The group is also doing an economic impact study. Bosch noted while many present understood the economic value of the lake, there are individuals and groups who do not. “When I go talk to a lot of service organizations and other groups, they don’t get the value of the lake. They may not be living
on the lake, they didn’t grow up on the lake, so one of the ways we can get them involved (is through the economic value).
Noting he has already looked at sports fishing which brings in $28 million a year to the community, county, he is also looking at property taxes. “So I’ve been working with the property tax data for Kosciusko County … $8.3 million goes into Kosciusko County from property taxes just around Lake
Wawasee,” Bosch stated noting the total county tax revenue is $60 million.
“So 14 percent of the total tax revenue comes from just around Lake Wawasee. So the county is enjoying lots of income because of the lakes here. I’m adding all lakes, 25 acres or more,” he noted noting he is expecting the majority of the residential property taxes come from lake taxes. He also is
going to look into property values in relation to water quality. “If (water quality) gets worse does it impact property value for the worse? Those are just a few of the updates.”

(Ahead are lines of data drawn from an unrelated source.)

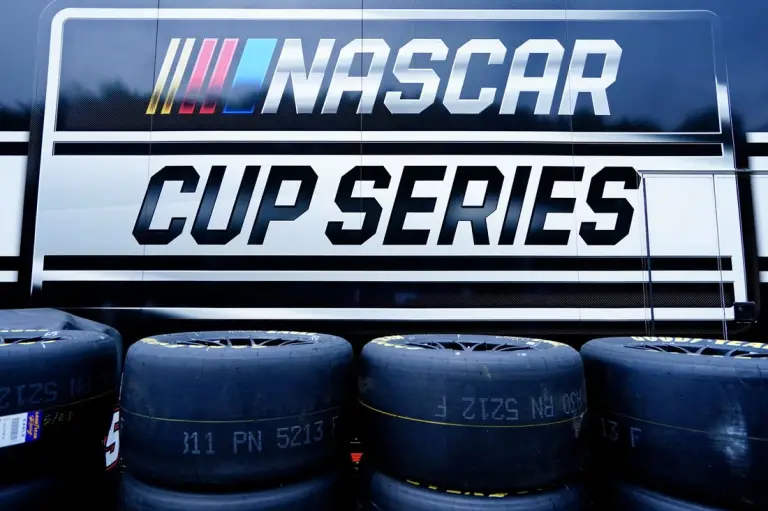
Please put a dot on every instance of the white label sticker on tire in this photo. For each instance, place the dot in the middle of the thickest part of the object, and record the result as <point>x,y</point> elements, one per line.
<point>112,442</point>
<point>20,428</point>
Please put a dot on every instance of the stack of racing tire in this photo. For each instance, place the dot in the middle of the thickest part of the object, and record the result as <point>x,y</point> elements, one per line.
<point>236,421</point>
<point>679,424</point>
<point>471,422</point>
<point>59,376</point>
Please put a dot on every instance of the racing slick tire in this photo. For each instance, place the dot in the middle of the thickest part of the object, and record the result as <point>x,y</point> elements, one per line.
<point>57,396</point>
<point>472,412</point>
<point>226,409</point>
<point>35,495</point>
<point>387,494</point>
<point>325,493</point>
<point>53,320</point>
<point>626,497</point>
<point>686,416</point>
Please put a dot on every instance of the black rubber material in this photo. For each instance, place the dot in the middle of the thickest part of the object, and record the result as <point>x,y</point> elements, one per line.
<point>667,413</point>
<point>229,409</point>
<point>52,320</point>
<point>472,412</point>
<point>626,497</point>
<point>326,493</point>
<point>61,388</point>
<point>387,494</point>
<point>35,495</point>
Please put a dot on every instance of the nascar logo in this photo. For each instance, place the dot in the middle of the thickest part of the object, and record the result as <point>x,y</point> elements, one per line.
<point>250,77</point>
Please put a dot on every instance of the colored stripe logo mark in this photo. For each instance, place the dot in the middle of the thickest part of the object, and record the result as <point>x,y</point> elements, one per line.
<point>249,76</point>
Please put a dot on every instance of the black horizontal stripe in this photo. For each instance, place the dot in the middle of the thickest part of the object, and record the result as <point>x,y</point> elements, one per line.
<point>386,148</point>
<point>409,295</point>
<point>757,149</point>
<point>382,263</point>
<point>14,149</point>
<point>9,263</point>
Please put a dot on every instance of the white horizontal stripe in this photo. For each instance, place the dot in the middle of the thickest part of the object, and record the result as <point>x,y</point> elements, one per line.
<point>756,137</point>
<point>377,136</point>
<point>382,14</point>
<point>468,314</point>
<point>9,276</point>
<point>14,136</point>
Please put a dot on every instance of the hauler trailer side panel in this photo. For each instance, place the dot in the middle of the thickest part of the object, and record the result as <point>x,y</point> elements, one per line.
<point>568,163</point>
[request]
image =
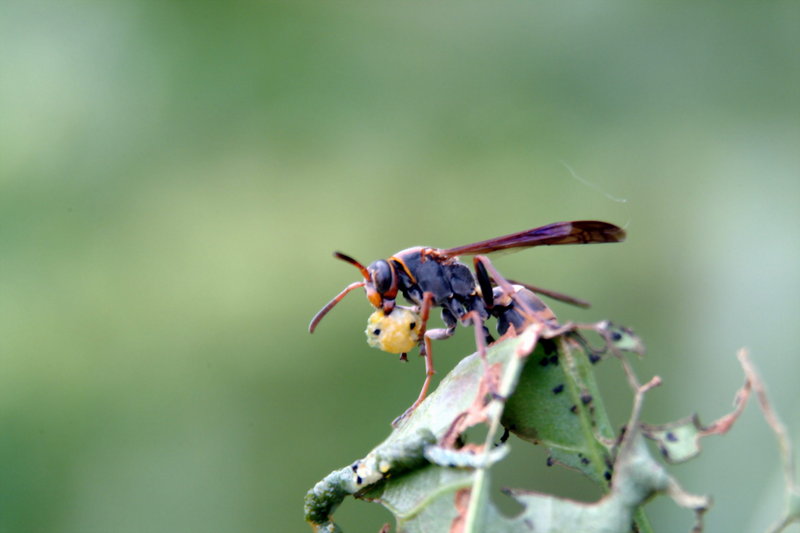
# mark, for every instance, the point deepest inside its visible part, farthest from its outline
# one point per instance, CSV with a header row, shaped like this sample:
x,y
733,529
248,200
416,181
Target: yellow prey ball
x,y
397,332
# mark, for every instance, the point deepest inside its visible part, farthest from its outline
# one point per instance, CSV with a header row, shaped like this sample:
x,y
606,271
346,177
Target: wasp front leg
x,y
426,351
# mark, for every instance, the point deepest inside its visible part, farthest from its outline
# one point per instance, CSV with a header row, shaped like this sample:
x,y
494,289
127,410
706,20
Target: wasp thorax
x,y
381,275
397,332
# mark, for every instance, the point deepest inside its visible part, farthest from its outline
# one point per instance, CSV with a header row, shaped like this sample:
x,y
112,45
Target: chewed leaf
x,y
620,337
557,404
678,441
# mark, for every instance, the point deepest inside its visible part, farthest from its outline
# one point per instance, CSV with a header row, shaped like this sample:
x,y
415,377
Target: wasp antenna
x,y
348,259
328,306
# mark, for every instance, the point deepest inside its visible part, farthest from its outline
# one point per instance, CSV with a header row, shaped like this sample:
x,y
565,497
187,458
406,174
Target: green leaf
x,y
544,390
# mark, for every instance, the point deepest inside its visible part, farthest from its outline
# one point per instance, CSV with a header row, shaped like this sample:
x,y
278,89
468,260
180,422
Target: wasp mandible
x,y
434,277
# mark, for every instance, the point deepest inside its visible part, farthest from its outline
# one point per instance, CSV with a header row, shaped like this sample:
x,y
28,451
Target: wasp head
x,y
380,283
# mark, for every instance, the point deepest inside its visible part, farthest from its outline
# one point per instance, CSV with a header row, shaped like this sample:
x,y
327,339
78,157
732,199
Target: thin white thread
x,y
593,186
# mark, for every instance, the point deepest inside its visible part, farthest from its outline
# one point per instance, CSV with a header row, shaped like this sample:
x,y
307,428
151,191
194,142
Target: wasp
x,y
434,277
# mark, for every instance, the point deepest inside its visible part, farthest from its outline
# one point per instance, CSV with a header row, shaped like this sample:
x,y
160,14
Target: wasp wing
x,y
575,232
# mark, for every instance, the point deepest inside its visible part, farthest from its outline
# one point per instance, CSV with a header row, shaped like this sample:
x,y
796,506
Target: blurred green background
x,y
174,177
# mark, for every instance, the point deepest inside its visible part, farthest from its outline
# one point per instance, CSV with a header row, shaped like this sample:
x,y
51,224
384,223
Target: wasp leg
x,y
486,265
480,342
426,351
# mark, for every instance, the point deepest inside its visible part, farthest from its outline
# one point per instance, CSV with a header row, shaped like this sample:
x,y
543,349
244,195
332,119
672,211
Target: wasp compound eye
x,y
397,332
382,276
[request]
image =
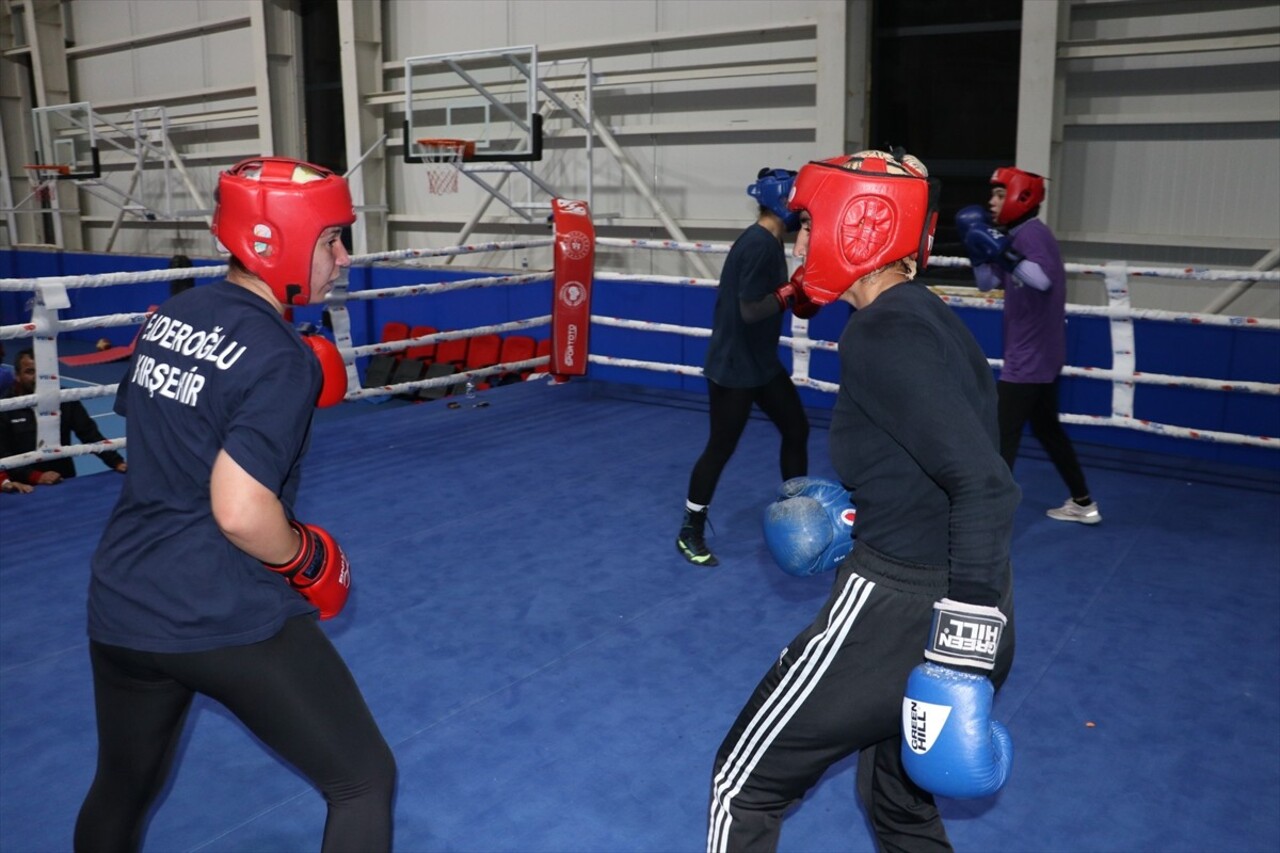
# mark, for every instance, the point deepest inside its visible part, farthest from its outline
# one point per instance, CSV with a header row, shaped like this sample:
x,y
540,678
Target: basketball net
x,y
443,160
41,179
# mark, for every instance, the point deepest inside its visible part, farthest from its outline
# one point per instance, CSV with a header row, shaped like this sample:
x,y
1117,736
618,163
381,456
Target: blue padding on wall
x,y
1217,352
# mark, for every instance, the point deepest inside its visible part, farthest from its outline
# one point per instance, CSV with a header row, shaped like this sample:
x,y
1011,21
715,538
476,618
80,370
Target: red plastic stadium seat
x,y
517,347
424,352
394,331
452,352
483,351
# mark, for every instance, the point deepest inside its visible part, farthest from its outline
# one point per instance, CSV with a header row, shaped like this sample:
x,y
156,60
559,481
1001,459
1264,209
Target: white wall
x,y
1164,144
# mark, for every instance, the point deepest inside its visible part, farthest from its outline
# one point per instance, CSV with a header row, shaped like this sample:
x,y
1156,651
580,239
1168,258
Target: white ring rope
x,y
397,346
50,297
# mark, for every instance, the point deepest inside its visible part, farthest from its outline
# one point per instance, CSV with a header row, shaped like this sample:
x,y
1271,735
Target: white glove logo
x,y
923,723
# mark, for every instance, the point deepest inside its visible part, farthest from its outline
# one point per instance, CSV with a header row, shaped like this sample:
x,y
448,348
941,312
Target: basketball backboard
x,y
65,138
484,96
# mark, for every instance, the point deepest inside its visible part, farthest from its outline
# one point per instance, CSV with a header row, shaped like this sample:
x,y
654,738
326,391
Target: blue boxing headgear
x,y
809,528
771,191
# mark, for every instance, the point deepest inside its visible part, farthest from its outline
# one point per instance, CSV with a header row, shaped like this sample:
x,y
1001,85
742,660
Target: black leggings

President Ron Manahan was able to get a few words in before the brunt of the late afternoon storm hit and everyone took cover inside the Anderson home. He expressed appreciation for the initiative for the KLAS project. “It’s a wonderful thing. One of the things I like what Nate does. It is taking theory about the environment and putting it into practice. If we can’t make that connection it is really challenging to do … need to be shepherds and active stewards …”
Manahan also expressed appreciation for the support on the projects as well as other projects on the campus that individuals have assisted on in some form.